Thursday, December 10th, 2009

appvent calendar 2009 | every day a free iPhone game

A free iPhone/iPod Touch game for every day of advent.

Tuesday, August 25th, 2009

The Value Class Pattern - Articles - MIX Online

A microformats article by yours truly, reworking a blog post from a while back about the value class pattern.

Thursday, May 14th, 2009

The Worldwide System

A proposal for decimal time and measurement. It'll never defeat inertia but I love seeing the thought process that's gone into it.

Thursday, December 25th, 2008

The Ten Days of Newton - Olivia Judson Blog - NYTimes.com

On the tenth day of Newton, My true love gave to me, Ten drops of genius, Nine silver co-oins, Eight circling planets, Seven shades of li-ight, Six counterfeiters, Cal-Cu-Lus! Four telescopes, Three Laws of Motion, Two awful feuds, And …

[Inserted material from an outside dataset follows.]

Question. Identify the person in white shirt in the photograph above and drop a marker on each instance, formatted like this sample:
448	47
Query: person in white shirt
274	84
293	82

Wednesday, December 10th, 2008

SitePoint » 4 Easy-to-Use Microformat Tools to Beef Up Your Site

A rundown of microformat-extracting tools. "Ultimately, microformats are a bit like plumbing. They don’t do very much on their own, but if you make use of the data they provide, you can quickly and easily create useful functionality your visitors …

Monday, December 8th, 2008

Hubble Space Telescope Advent Calendar 2008 - The Big Picture - Boston.com

An advent calendar from the Hubble telescope. Check back every day for a new image.